It ‘s right around the corner. That day that is reserved for couples, those looking for love, and those hopeless romantics dizzy with the sweet drug that is love; Valentine’s Day. Now for some, Valentine’s proves to be a day that all the romantic stops are pulled and the profession of undying amore is shouted from the rooftops. Hearts, cherubs, sickly sweet love songs, and dewy, doe-eyed gazes dominate one 24 hour period.
Then there are those who this day symbolizes the rank underbelly of love. Those who view all of the pomp and circumstance of the day as a bunch of commercialized bullpucky. Love has kicked them in the teeth, it has sucked the very essence of their life leaving them a dried husk of a human. Love stinks. Yeah, Yeah.
I fall into the second category. Well, not entirely. I do have a very health disbelief of needing one day to proclaim a year’s worth of love to your paramour. I believe that you should profess your love and more importantly SHOW that special someone you love them every day. That being beside that point, let’s talk turkey…
This year, astrologically speaking, is going to hand us a craptastic Valentine’s Day. Woo Hoo! Misery to all of those gushingly happy sots that plan to over spend, over plan, and over expect all the warm fuzziness ( and subsequent nookie) the day is supposed to bring.

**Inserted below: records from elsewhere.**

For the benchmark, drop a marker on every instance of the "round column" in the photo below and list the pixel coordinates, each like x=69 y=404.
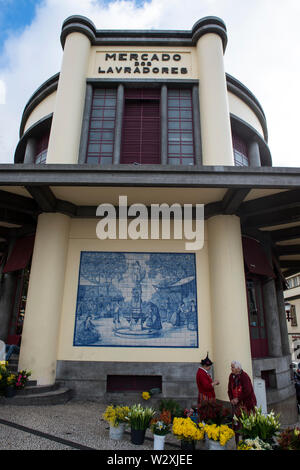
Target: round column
x=230 y=330
x=214 y=109
x=66 y=126
x=44 y=300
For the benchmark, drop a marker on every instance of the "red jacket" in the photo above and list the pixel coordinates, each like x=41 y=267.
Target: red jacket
x=205 y=387
x=240 y=386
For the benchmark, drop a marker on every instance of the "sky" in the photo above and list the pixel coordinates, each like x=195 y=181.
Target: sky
x=263 y=52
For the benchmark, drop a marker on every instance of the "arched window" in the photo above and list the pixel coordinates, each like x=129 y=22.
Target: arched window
x=41 y=149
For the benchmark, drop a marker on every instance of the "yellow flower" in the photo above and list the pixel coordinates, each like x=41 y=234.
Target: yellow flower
x=220 y=433
x=146 y=395
x=115 y=415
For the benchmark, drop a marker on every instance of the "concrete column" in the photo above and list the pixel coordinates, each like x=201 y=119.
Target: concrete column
x=70 y=100
x=119 y=125
x=214 y=109
x=30 y=150
x=7 y=295
x=230 y=330
x=254 y=154
x=272 y=320
x=44 y=300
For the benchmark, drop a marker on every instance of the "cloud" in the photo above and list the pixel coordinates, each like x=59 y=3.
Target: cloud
x=262 y=52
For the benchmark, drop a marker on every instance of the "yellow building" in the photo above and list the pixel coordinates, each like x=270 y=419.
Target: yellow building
x=292 y=307
x=153 y=117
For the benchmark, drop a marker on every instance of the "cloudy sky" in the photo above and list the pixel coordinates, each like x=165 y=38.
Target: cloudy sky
x=263 y=52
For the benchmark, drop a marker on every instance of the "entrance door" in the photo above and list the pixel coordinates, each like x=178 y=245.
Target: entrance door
x=257 y=325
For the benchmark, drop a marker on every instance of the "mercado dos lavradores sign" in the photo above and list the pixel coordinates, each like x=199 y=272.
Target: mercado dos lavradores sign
x=143 y=64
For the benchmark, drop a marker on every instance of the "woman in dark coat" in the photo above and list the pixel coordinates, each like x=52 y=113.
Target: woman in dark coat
x=240 y=389
x=204 y=381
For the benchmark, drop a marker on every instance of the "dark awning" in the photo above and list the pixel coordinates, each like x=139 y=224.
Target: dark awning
x=20 y=255
x=256 y=259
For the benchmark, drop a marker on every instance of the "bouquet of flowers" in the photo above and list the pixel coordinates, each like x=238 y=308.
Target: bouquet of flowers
x=256 y=424
x=289 y=439
x=140 y=417
x=161 y=425
x=186 y=430
x=254 y=444
x=222 y=433
x=115 y=415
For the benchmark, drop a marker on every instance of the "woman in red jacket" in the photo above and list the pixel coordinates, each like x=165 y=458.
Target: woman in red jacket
x=240 y=390
x=205 y=383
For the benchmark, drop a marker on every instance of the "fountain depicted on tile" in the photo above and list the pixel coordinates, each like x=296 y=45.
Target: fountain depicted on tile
x=136 y=300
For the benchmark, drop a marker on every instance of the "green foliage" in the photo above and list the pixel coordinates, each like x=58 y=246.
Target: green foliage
x=256 y=424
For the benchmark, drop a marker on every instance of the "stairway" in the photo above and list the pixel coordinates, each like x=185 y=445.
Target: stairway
x=34 y=394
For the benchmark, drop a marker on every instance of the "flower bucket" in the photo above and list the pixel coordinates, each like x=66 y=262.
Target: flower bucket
x=10 y=392
x=215 y=445
x=159 y=442
x=138 y=436
x=116 y=432
x=187 y=445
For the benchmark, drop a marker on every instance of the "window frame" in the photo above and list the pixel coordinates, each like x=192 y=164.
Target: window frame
x=120 y=85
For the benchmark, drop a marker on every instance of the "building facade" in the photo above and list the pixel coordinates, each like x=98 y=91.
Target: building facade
x=292 y=307
x=150 y=116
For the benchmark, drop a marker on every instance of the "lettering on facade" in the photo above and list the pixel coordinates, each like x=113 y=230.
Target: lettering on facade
x=143 y=63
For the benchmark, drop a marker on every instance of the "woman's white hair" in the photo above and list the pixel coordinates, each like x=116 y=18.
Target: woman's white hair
x=236 y=364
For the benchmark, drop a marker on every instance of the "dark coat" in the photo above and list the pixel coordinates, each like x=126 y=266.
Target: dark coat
x=240 y=386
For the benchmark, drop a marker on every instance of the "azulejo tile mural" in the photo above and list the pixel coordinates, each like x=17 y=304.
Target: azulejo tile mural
x=136 y=300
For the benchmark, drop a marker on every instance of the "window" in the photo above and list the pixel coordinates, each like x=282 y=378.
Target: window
x=240 y=151
x=102 y=127
x=293 y=316
x=180 y=127
x=141 y=126
x=41 y=149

With Mars floating through his retrograde (yup, another biggie doing the retrograde boogie) there could be fights, arguments, cheating, and break-ups. Run for the hills, young lovers. I suggest either celebrating early or hold off until the next weekend. Just don’t expect anything really great to happen on VD, unless you like discord and fisticuffs.
Ah, heck! What am I saying? I am hopeless (and hapless) romantic that still thinks that her dreamboat will still make port. I am just going to stay inside on Feb. 14th and wait until the Valentine’s candy goes half price.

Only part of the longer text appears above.